I ignore her, fixing my attention on Amara. “You should be careful with your friends, Miss Marcus. Some of them are more interested in your survival than your happiness.”
Amara stares at me, lips parted. Her eyes are huge and unblinking. She doesn’t flinch when I move closer, but there’s a shallow pulse in her neck.
“Why are you doing this?” she asks.
“Because I can’t help it.” I let the truth sit there, unadorned.
She blinks. “And if you could?”
I smile, slow and deliberate. “Then I’d do it anyway. Only it would be less of a game.”
Eve steps between us, her arm angled protectively in front of Amara. “You don’t scare me,” she says.
I lean in, just enough for Eve to close her eyes and inhale sharply. “You should learn to distinguish between fear and respect. One’s a survival instinct. The other is an invitation.”
Eve’s jaw flexes. “She deserves to know what game she’s in.”
I circle them, studying them both. Amara’s fingers clench her book. Eve’s stance is defensive, but her chin is lifted, eyes level. The dynamic is exquisite: Eve knows I could flatten her. I’d have to deal with Colton, but if she doesn’t piss off, that’s a consequence I’m willing to toy with.
I address Amara, not Eve. “What makes you think this is a game?”

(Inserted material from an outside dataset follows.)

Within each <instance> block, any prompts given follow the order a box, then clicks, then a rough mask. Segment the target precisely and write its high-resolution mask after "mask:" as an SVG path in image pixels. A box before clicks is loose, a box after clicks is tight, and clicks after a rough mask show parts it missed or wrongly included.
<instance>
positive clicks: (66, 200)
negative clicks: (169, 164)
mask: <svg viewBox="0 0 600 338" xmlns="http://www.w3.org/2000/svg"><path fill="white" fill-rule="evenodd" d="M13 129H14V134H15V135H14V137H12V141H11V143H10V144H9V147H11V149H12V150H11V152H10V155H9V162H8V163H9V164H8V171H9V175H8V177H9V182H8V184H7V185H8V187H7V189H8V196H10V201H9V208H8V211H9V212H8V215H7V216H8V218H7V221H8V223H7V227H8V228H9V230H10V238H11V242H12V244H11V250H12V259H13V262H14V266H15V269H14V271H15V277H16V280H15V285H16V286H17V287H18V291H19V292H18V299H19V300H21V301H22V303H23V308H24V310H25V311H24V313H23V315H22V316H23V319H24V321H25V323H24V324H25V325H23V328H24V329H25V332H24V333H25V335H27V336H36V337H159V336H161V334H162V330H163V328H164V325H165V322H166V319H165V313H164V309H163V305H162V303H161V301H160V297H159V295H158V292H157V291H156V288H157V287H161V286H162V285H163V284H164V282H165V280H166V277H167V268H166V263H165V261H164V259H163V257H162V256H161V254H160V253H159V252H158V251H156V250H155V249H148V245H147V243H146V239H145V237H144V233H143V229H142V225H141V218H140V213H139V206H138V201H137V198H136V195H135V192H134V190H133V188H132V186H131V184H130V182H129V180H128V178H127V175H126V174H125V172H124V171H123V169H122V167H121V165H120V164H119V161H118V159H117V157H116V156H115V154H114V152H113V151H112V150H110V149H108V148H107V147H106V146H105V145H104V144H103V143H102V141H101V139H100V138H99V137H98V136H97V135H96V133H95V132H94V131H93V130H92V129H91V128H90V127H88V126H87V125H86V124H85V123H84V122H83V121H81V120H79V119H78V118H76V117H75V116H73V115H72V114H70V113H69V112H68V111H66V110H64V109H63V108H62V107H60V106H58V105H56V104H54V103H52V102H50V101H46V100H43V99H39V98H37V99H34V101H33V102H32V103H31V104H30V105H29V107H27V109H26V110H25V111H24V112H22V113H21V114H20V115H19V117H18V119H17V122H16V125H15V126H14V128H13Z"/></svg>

She holds my stare, and something in her eyes shifts. Not anger, not fear, just hunger for understanding, the same hunger that drives me.
Before she can answer, I turn on my heel and walk away. I feel their gazes burn my back, one in confusion, the other in pure, distilled rage.
I like the way it feels.
As I round the corner, I check my pulse. It’s elevated. Not from fear, but from anticipation.
Eve Allen thinks she can protect her. She’s welcome to try.
The only person Amara needs to protect her, is me.
Which, ironically, is also the one person she needs protecting from, because when she falls for me, and she will, I will have the power to shatter her heart.
Or to allow it to beat the rhythm of my name.